5.2 Login to the master node of authentication-operator pod:
$ oc debug -q no/<cluster-name>-jbtql-control-plane-1 sh-4.4# chroot /host sh-5.1# sh-5.1# crictl ps --name=authentication-operator$ # on the master, find the container ID of the authentication-operator pod CONTAINER IMAGE CREATED STATE NAME ATTEMPT POD ID POD 5f9684c7ab1d6 5010307ef85648e2387e9e13ebc7c040e832c7bd262529f51c0015b0a50a85f5 6 hours ago Running authentication-operator 1 ad842631a17c3 authentication-operator-55dcfd854-rmpqm sh-5.1# crictl inspect 5f9684c7ab1d6 | grep pid # find the PID of the authentication-operator container "pid": 10066,
5.3 Enter to the network namespace of the authentication-operator process
sh-5.1# nsenter -t 10066 -n /bin/bash # Now we entered to the network namespace of the authentication-operator process. Run below monitor: # while true; do date; netstat --tcp --numeric --program | grep -e State -e "10.0.152.122"; echo; sleep 10; done
The `while` loop script outputs very frequent entries to the proxy server, not as AUTH-363 intends to fix to be 1 hour per once. As above shown, 10.129.0.6 is the authentication-operator pod IP, 10.0.152.122 is the proxy server:
Fri Jul 28 09:40:12 UTC 2023 Proto Recv-Q Send-Q Local Address Foreign Address State PID/Program name tcp 0 0 10.129.0.6:36254 10.0.152.122:3130 TIME_WAIT - Fri Jul 28 09:40:22 UTC 2023 Proto Recv-Q Send-Q Local Address Foreign Address State PID/Program name tcp 0 0 10.129.0.6:35970 10.0.152.122:3130 TIME_WAIT - ... Fri Jul 28 09:41:12 UTC 2023 Proto Recv-Q Send-Q Local Address Foreign Address State PID/Program name tcp 0 0 10.129.0.6:35970 10.0.152.122:3130 TIME_WAIT - Fri Jul 28 09:41:32 UTC 2023 Proto Recv-Q Send-Q Local Address Foreign Address State PID/Program name tcp 0 0 10.129.0.6:36342 10.0.152.122:3130 TIME_WAIT -
Actual results:
First,`oc get proxy cluster -o yaml` shows noProxy includes 10.0.0.0/16, and nslookup oauth route returns 10.0.176.195. 10.0.176.195 falls in the net address 10.0.0.0/16. But the netstat still shows it has frequent entries to the proxy server 10.0.152.122:3130.

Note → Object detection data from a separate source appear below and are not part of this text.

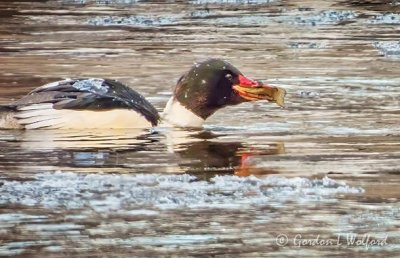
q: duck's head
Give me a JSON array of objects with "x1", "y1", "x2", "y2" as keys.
[{"x1": 164, "y1": 59, "x2": 286, "y2": 127}]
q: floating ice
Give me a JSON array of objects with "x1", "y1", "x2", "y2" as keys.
[
  {"x1": 191, "y1": 0, "x2": 275, "y2": 5},
  {"x1": 373, "y1": 41, "x2": 400, "y2": 58},
  {"x1": 0, "y1": 172, "x2": 363, "y2": 213},
  {"x1": 369, "y1": 13, "x2": 400, "y2": 24},
  {"x1": 289, "y1": 10, "x2": 357, "y2": 26},
  {"x1": 88, "y1": 15, "x2": 177, "y2": 27}
]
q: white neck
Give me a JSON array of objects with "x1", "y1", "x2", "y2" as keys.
[{"x1": 162, "y1": 97, "x2": 204, "y2": 127}]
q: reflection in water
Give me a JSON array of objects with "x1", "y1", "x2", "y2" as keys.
[
  {"x1": 0, "y1": 128, "x2": 284, "y2": 179},
  {"x1": 0, "y1": 0, "x2": 400, "y2": 258}
]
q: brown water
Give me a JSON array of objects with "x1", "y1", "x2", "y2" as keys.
[{"x1": 0, "y1": 0, "x2": 400, "y2": 257}]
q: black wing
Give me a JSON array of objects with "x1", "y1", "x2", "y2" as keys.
[{"x1": 10, "y1": 78, "x2": 160, "y2": 126}]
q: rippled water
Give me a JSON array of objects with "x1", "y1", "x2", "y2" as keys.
[{"x1": 0, "y1": 0, "x2": 400, "y2": 257}]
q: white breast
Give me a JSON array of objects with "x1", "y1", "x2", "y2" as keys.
[
  {"x1": 161, "y1": 97, "x2": 204, "y2": 127},
  {"x1": 14, "y1": 103, "x2": 151, "y2": 129}
]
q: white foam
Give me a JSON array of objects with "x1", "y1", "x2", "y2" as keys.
[{"x1": 0, "y1": 172, "x2": 363, "y2": 212}]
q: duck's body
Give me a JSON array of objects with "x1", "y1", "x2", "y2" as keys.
[{"x1": 0, "y1": 59, "x2": 285, "y2": 129}]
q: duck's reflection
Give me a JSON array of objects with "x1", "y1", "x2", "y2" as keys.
[{"x1": 0, "y1": 129, "x2": 285, "y2": 179}]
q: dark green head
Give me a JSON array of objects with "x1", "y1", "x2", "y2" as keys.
[{"x1": 174, "y1": 59, "x2": 250, "y2": 119}]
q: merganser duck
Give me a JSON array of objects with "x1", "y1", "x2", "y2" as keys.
[{"x1": 0, "y1": 59, "x2": 286, "y2": 129}]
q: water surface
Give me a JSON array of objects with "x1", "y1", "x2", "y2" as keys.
[{"x1": 0, "y1": 0, "x2": 400, "y2": 257}]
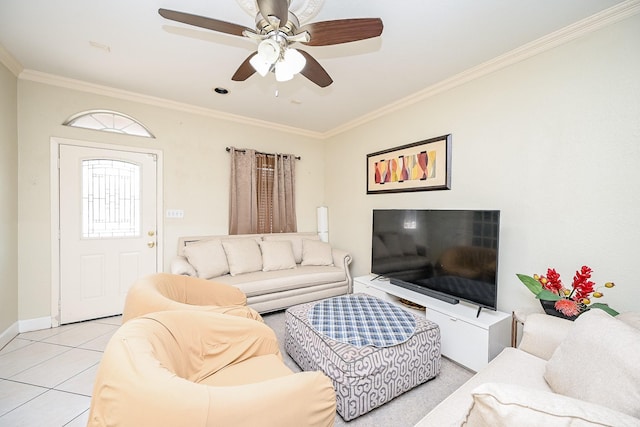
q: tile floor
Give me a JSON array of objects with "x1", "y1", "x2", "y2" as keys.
[{"x1": 0, "y1": 316, "x2": 121, "y2": 427}]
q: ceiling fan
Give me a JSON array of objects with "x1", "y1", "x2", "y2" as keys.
[{"x1": 158, "y1": 0, "x2": 383, "y2": 87}]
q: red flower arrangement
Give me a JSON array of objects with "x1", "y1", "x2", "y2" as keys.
[{"x1": 517, "y1": 265, "x2": 618, "y2": 317}]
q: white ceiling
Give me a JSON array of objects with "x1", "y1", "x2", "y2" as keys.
[{"x1": 0, "y1": 0, "x2": 633, "y2": 135}]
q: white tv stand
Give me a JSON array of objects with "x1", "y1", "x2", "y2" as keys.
[{"x1": 353, "y1": 275, "x2": 511, "y2": 371}]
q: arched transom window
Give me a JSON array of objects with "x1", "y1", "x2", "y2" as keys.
[{"x1": 63, "y1": 110, "x2": 155, "y2": 138}]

Second, the frequency is very high, not the expected 1 hour implemented in AUTH-363.
Expected results:
Given the oauth route's resolved IP "10.0.176.195" falls in the net address "10.0.0.0/16" included in noProxy, `netstat` should show no entries to the proxy server 10.0.152.122:3130, let alone so frequent entries.
Additional info:
My cluster is: https://mastern-jenkins-csb-openshift-qe.apps.ocp-c1.prod.psi.redhat.com/job/ocp-common/job/Flexy-install/221575/ . The admin kubeconfig is: https://mastern-jenkins-csb-openshift-qe.apps.ocp-c1.prod.psi.redhat.com/job/ocp-common/job/Flexy-install/221575/artifact/workdir/install-dir/auth/kubeconfig . I preserve this cluster 30 hours (max allowed) for Developer to debug.